The growing risks associated with data/system security have prompted many senior care organizations to wonder if outsourcing IT is better than managing it in-house. Certainly, it relieves executives of some worries, but how do you decide what's right for your organization?
So, what are some drivers for IT outsourcing?
- Organizations want to achieve efficiency and cost savings.
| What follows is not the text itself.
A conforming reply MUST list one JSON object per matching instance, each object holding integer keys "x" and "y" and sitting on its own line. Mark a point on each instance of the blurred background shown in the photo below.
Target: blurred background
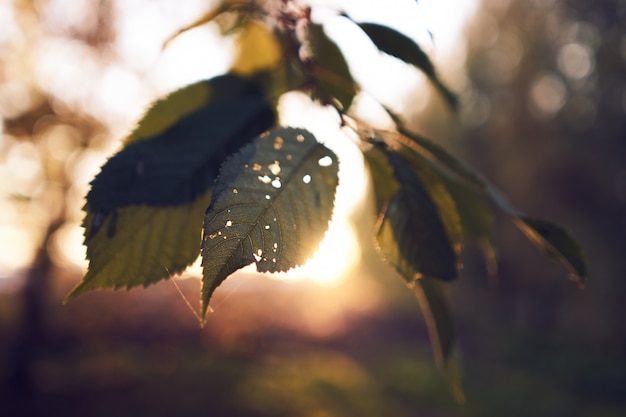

- Organizations do not have financial or technical resources to develop/maintain an enterprise risk management plan.
- Organizations struggle to bring all parts (procurement, operations, security, etc.) together to establish IT requirements
To help, the National Risk Management Center (NRMC) at the Department of Homeland Security’s (DHS) Cybersecurity and Infrastructure Security Agency (CISA) compiled Risk Considerations for Managed Service Provider Customers. Following are some highlights on what to consider when outsourcing.
- Balance cost-effectiveness and efficiency with reliability and security
- Account for risks with multiple IT vendors
- Even with outsourcing, executives should still:
- Maintain awareness of the technologies and systems
- Understand risks from potential loss of 1) core systems/services; 2) confidentiality, integrity, and data availability; 3) consumer/market confidence; and 4) productivity and financial (fines, legal fees, or other regulatory costs).
- Coordinate procurement, operations, continuity, and security requirements to decrease enterprise risk and improve system performance.
- Organizations with staff dedicated to each of these functions should coordinate IT requirements across organizational silos.
- Organizations with non-dedicated staff should have an enterprise risk management plan to account for each requirement.
- Continue to drive policies around network access, controls, and logs.
- Identify staff to monitor/manage the day-to-day activity of IT providers.
- Set careful access policies for all third-party vendors.